In 2010 SCOTUS came down with the Citizens United v. Federal Election Commission I made the prediction that declaring that corporations were ‘persons’ and had The First Amendment right to Free Speech would have unintended consequences that would come to haunt the Supreme Court.
Congress shall make no law respecting an establishment of religion, or prohibiting the free exercise thereof; or abridging the freedom of speech, or of the press; or the right of the people peaceably to assemble, and to petition the Government for a redress of grievances
This week the first of these consequences has come home to roost for the Roberts Court with the decision by the Court to take up two cases dealing with the rights of a corporation to exercise it’s right to freedom by denying their employees medical insurance that covers several types of birth control. I will not go into the right or wrongs of these two cases here. Rather I will deal with the conundrum the court faces in making any ruling at all.

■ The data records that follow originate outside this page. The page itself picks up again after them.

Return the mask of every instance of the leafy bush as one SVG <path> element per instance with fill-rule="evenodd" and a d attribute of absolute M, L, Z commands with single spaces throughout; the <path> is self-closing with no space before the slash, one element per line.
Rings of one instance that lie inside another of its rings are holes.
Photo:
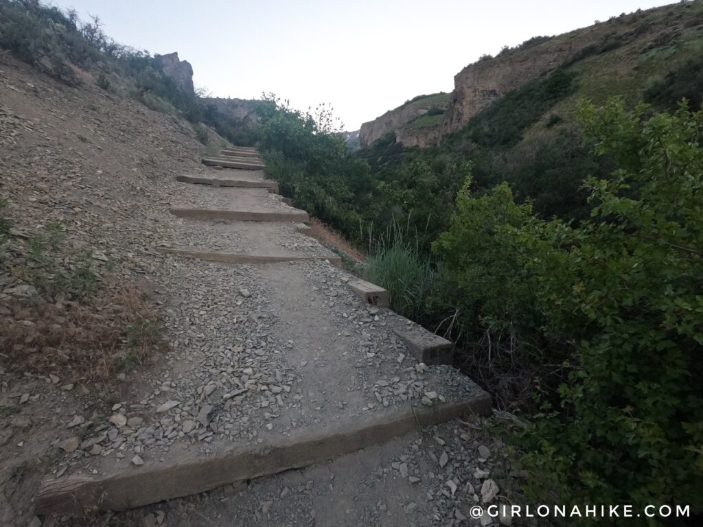
<path fill-rule="evenodd" d="M 464 191 L 434 247 L 489 334 L 508 327 L 545 366 L 566 355 L 520 436 L 533 497 L 700 513 L 703 112 L 624 107 L 580 110 L 619 167 L 587 180 L 590 219 L 532 218 L 505 186 Z"/>
<path fill-rule="evenodd" d="M 558 405 L 523 440 L 560 500 L 700 513 L 703 112 L 647 115 L 620 100 L 583 106 L 598 152 L 620 168 L 587 181 L 592 220 L 523 233 L 542 255 L 525 264 L 546 328 L 573 348 Z"/>
<path fill-rule="evenodd" d="M 260 148 L 282 193 L 347 235 L 361 242 L 359 209 L 371 186 L 366 163 L 355 159 L 324 105 L 302 112 L 265 96 Z"/>

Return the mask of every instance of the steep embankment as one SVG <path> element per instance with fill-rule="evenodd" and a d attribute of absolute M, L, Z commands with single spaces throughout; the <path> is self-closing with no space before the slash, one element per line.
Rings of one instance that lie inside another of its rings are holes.
<path fill-rule="evenodd" d="M 380 117 L 363 123 L 359 131 L 359 143 L 362 147 L 368 146 L 422 116 L 434 117 L 432 120 L 436 120 L 436 116 L 442 115 L 446 109 L 449 100 L 448 93 L 415 97 Z"/>
<path fill-rule="evenodd" d="M 454 77 L 443 117 L 430 120 L 425 116 L 404 126 L 421 114 L 404 113 L 401 107 L 365 123 L 362 145 L 389 131 L 406 147 L 434 145 L 460 131 L 507 93 L 557 67 L 578 75 L 576 89 L 560 105 L 557 113 L 562 117 L 568 113 L 564 109 L 580 98 L 596 103 L 615 94 L 641 98 L 668 73 L 703 53 L 702 23 L 703 4 L 689 2 L 623 13 L 556 37 L 536 37 L 515 48 L 506 46 L 496 57 L 486 56 Z"/>
<path fill-rule="evenodd" d="M 201 169 L 202 146 L 171 115 L 0 60 L 0 217 L 11 221 L 0 243 L 0 524 L 26 526 L 43 463 L 133 389 L 140 361 L 159 360 L 155 319 L 125 313 L 142 294 L 155 300 L 155 277 L 170 272 L 153 247 L 181 193 L 174 176 Z M 131 347 L 152 332 L 147 353 Z"/>
<path fill-rule="evenodd" d="M 430 527 L 466 517 L 498 488 L 515 495 L 498 443 L 478 424 L 439 424 L 489 412 L 490 397 L 430 360 L 440 356 L 434 336 L 352 292 L 352 277 L 297 232 L 292 221 L 307 215 L 269 193 L 254 150 L 223 150 L 204 167 L 178 117 L 91 84 L 66 86 L 8 57 L 0 97 L 2 218 L 12 222 L 0 259 L 0 411 L 11 416 L 0 430 L 0 523 L 41 525 L 34 507 L 121 509 L 222 486 L 117 521 L 336 525 L 345 510 L 355 525 L 411 518 Z M 232 164 L 246 173 L 223 168 Z M 63 261 L 87 251 L 69 276 L 94 273 L 80 300 L 33 272 L 64 237 Z M 252 265 L 262 252 L 284 261 Z M 120 299 L 126 287 L 134 292 Z M 145 297 L 155 316 L 121 318 Z M 53 311 L 32 318 L 37 305 Z M 74 307 L 82 318 L 70 316 Z M 96 338 L 103 326 L 116 343 L 109 354 Z M 67 338 L 46 344 L 57 332 Z M 451 344 L 442 351 L 446 362 Z M 80 353 L 87 360 L 76 364 Z M 437 424 L 432 441 L 418 424 Z M 444 490 L 460 484 L 460 495 Z M 46 524 L 114 519 L 50 515 Z"/>

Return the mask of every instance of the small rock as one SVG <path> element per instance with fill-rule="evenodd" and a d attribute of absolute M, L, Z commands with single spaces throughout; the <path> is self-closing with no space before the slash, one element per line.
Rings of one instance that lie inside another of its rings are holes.
<path fill-rule="evenodd" d="M 447 481 L 446 483 L 445 483 L 444 484 L 449 488 L 449 490 L 451 490 L 451 495 L 453 496 L 454 493 L 456 492 L 456 483 L 450 479 Z"/>
<path fill-rule="evenodd" d="M 3 292 L 7 294 L 11 294 L 13 297 L 16 297 L 17 298 L 34 298 L 39 293 L 34 288 L 34 286 L 30 285 L 29 284 L 23 284 L 22 285 L 17 285 L 14 287 L 10 287 L 9 289 L 5 289 Z"/>
<path fill-rule="evenodd" d="M 501 525 L 512 525 L 512 515 L 510 513 L 510 509 L 507 507 L 500 507 L 500 511 L 498 514 L 498 521 Z"/>
<path fill-rule="evenodd" d="M 486 479 L 481 487 L 481 497 L 484 503 L 490 503 L 498 494 L 498 485 L 492 479 Z"/>
<path fill-rule="evenodd" d="M 74 415 L 71 422 L 66 425 L 66 428 L 75 428 L 79 424 L 82 424 L 85 422 L 85 418 L 82 415 Z"/>
<path fill-rule="evenodd" d="M 122 414 L 115 414 L 115 415 L 111 416 L 108 420 L 117 428 L 122 428 L 127 424 L 127 418 Z"/>
<path fill-rule="evenodd" d="M 139 428 L 144 422 L 141 417 L 130 417 L 127 419 L 127 426 L 129 428 Z"/>
<path fill-rule="evenodd" d="M 23 429 L 32 426 L 32 421 L 26 415 L 15 415 L 10 420 L 10 426 Z"/>
<path fill-rule="evenodd" d="M 167 401 L 156 409 L 156 413 L 162 414 L 165 412 L 168 412 L 172 408 L 175 408 L 179 404 L 181 404 L 181 401 Z"/>
<path fill-rule="evenodd" d="M 78 448 L 81 441 L 76 436 L 70 437 L 66 441 L 59 444 L 58 448 L 64 452 L 70 453 Z"/>
<path fill-rule="evenodd" d="M 447 455 L 446 452 L 443 452 L 441 453 L 441 455 L 439 456 L 439 468 L 444 469 L 444 465 L 446 465 L 449 461 L 449 456 Z"/>
<path fill-rule="evenodd" d="M 212 415 L 214 412 L 214 407 L 209 405 L 205 405 L 195 417 L 203 427 L 207 427 L 208 423 L 212 420 Z"/>
<path fill-rule="evenodd" d="M 411 502 L 403 507 L 403 510 L 405 511 L 405 514 L 409 514 L 411 512 L 414 512 L 417 508 L 418 504 L 415 502 Z"/>
<path fill-rule="evenodd" d="M 408 464 L 407 463 L 401 463 L 400 466 L 398 467 L 398 469 L 400 471 L 400 475 L 401 476 L 403 476 L 404 478 L 407 478 L 408 477 Z"/>

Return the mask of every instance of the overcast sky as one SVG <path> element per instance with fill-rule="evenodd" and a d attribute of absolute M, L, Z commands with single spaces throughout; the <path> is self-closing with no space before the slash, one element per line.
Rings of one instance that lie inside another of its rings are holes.
<path fill-rule="evenodd" d="M 220 97 L 273 91 L 300 109 L 330 103 L 347 130 L 422 93 L 451 91 L 484 53 L 536 35 L 670 4 L 654 0 L 56 0 L 108 34 L 178 51 Z"/>

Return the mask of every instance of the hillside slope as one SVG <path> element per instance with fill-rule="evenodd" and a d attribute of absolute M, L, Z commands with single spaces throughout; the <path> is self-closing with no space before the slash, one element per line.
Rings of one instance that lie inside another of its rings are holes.
<path fill-rule="evenodd" d="M 507 93 L 560 67 L 574 72 L 579 79 L 557 114 L 581 98 L 595 103 L 614 94 L 639 98 L 670 72 L 703 53 L 702 27 L 703 3 L 685 2 L 622 13 L 563 34 L 536 37 L 515 48 L 506 46 L 496 57 L 486 56 L 454 77 L 454 90 L 443 118 L 418 120 L 414 126 L 404 127 L 411 119 L 395 117 L 396 109 L 370 122 L 378 131 L 367 133 L 362 145 L 393 131 L 404 146 L 432 146 L 460 131 Z M 365 124 L 367 130 L 370 124 Z"/>
<path fill-rule="evenodd" d="M 362 147 L 368 146 L 419 117 L 430 117 L 433 114 L 441 115 L 446 110 L 449 102 L 449 95 L 444 93 L 418 96 L 406 101 L 373 121 L 363 123 L 359 131 L 359 142 Z"/>
<path fill-rule="evenodd" d="M 137 338 L 123 314 L 173 272 L 154 247 L 169 237 L 169 203 L 182 195 L 174 176 L 202 171 L 204 147 L 186 122 L 94 85 L 67 86 L 7 54 L 0 101 L 0 223 L 11 222 L 0 232 L 0 524 L 26 526 L 43 463 L 74 415 L 109 411 L 133 389 L 138 361 L 160 360 L 157 342 L 141 359 L 123 355 Z M 37 274 L 44 266 L 52 274 Z M 67 285 L 57 282 L 64 272 Z M 91 289 L 84 299 L 77 280 Z M 70 330 L 58 341 L 56 323 Z M 110 343 L 100 337 L 108 330 Z M 81 350 L 94 353 L 89 362 L 77 362 Z"/>

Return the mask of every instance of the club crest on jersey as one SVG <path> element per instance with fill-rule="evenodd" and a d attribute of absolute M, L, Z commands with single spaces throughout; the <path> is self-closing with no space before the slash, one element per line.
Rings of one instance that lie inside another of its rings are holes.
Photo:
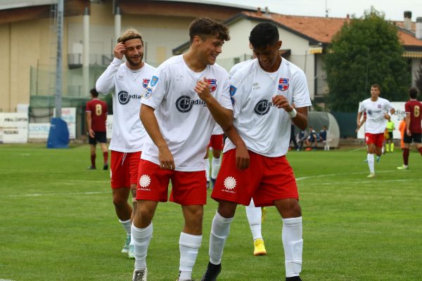
<path fill-rule="evenodd" d="M 210 93 L 217 90 L 217 79 L 208 79 L 208 84 L 210 84 Z"/>
<path fill-rule="evenodd" d="M 150 87 L 148 87 L 148 88 L 146 88 L 146 89 L 145 89 L 145 91 L 143 92 L 143 95 L 142 96 L 142 98 L 148 98 L 149 97 L 151 96 L 152 93 L 153 93 L 153 89 Z"/>
<path fill-rule="evenodd" d="M 156 76 L 153 76 L 153 79 L 151 79 L 151 87 L 155 86 L 157 82 L 158 81 L 158 77 Z"/>
<path fill-rule="evenodd" d="M 280 78 L 279 80 L 279 90 L 281 91 L 287 91 L 288 89 L 288 79 Z"/>
<path fill-rule="evenodd" d="M 261 100 L 258 102 L 258 103 L 257 103 L 253 111 L 257 115 L 265 115 L 269 112 L 271 106 L 274 106 L 274 105 L 271 101 L 267 100 Z"/>
<path fill-rule="evenodd" d="M 142 86 L 143 88 L 146 89 L 146 87 L 148 87 L 148 84 L 149 83 L 149 80 L 150 79 L 147 79 L 142 80 Z"/>

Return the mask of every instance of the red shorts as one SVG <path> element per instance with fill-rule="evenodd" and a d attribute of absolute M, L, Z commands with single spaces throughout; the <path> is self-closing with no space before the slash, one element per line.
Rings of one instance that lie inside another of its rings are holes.
<path fill-rule="evenodd" d="M 267 157 L 249 150 L 250 164 L 245 170 L 236 168 L 236 150 L 223 155 L 211 197 L 256 207 L 273 206 L 275 200 L 299 200 L 293 170 L 285 156 Z"/>
<path fill-rule="evenodd" d="M 147 160 L 139 162 L 136 200 L 167 202 L 169 182 L 172 180 L 170 201 L 181 205 L 207 204 L 207 178 L 205 171 L 165 170 Z"/>
<path fill-rule="evenodd" d="M 378 148 L 383 147 L 383 142 L 384 141 L 384 133 L 365 133 L 365 142 L 367 145 L 373 143 L 375 146 Z"/>
<path fill-rule="evenodd" d="M 224 143 L 223 143 L 223 135 L 212 135 L 211 136 L 211 139 L 210 140 L 210 144 L 208 144 L 208 148 L 212 148 L 215 150 L 222 150 L 224 147 Z"/>
<path fill-rule="evenodd" d="M 141 151 L 120 152 L 111 150 L 110 180 L 111 188 L 130 188 L 138 182 Z"/>

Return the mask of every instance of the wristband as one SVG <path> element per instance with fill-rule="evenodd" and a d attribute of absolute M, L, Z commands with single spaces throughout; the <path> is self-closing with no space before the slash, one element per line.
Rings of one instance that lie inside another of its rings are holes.
<path fill-rule="evenodd" d="M 293 107 L 293 110 L 292 111 L 290 111 L 290 112 L 287 112 L 287 114 L 291 119 L 291 118 L 295 118 L 296 117 L 296 115 L 298 115 L 298 112 L 296 111 L 295 107 Z"/>

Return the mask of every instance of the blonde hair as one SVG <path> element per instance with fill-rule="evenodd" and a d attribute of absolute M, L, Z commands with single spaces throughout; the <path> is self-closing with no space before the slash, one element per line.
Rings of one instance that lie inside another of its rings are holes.
<path fill-rule="evenodd" d="M 138 32 L 138 30 L 135 30 L 134 28 L 128 28 L 122 33 L 122 35 L 117 39 L 117 43 L 122 42 L 124 44 L 124 42 L 126 42 L 127 40 L 134 39 L 141 39 L 142 45 L 143 45 L 143 40 L 142 39 L 142 35 L 141 35 L 141 33 Z"/>

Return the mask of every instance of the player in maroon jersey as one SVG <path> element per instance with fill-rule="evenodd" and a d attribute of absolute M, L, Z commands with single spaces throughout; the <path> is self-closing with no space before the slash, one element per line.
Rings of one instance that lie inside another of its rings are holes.
<path fill-rule="evenodd" d="M 103 150 L 104 159 L 104 170 L 108 169 L 108 150 L 107 143 L 106 121 L 107 121 L 107 103 L 100 100 L 98 93 L 95 89 L 90 91 L 92 100 L 87 103 L 85 112 L 87 113 L 87 123 L 88 124 L 88 133 L 89 137 L 89 146 L 91 147 L 91 166 L 89 169 L 95 169 L 96 148 L 97 141 L 100 143 Z"/>
<path fill-rule="evenodd" d="M 421 136 L 422 134 L 422 126 L 421 120 L 422 119 L 421 112 L 422 103 L 416 100 L 418 91 L 412 88 L 409 91 L 410 100 L 404 105 L 406 111 L 406 131 L 403 138 L 403 166 L 398 166 L 399 170 L 409 169 L 409 150 L 410 144 L 413 141 L 416 145 L 416 148 L 422 155 L 422 145 L 421 144 Z"/>

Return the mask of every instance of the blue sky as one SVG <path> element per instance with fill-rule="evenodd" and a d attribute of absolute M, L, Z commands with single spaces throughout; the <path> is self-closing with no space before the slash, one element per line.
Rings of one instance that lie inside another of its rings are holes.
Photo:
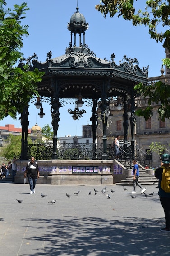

The problem facing the court can be stated thus:
- Rule in favor of the corporations stating that given that they are legal persons they do have a protected right to practice their religion.
- Rule against the corporations stating that they are not legal persons, overturning/contradicting Citizens United, and they do not have any first amendment rights
- Rule in favor of the corporations stating the decision is based on something other than the person-hood of corporations and their first amendment rights
- Dito option 3 but ruling against the corporations .
- Rule against the corporations, even though acknowledging they are persons for Free Speech but not persons for anything else in the first amendment, or just for religious freedom.
The problem facing the court is as simple as it is difficult to deal with….the court never gave a clear and detailed explanation of why a corporation is a person. Worse it did not show, in anyway, how a natural person implicit rights as enumerated in the 1st amendment is any way different those right implicit to a legal person when they acknowledged that legal persons have the right to free speech.
I shall be very interested in following these cases and see what the court does.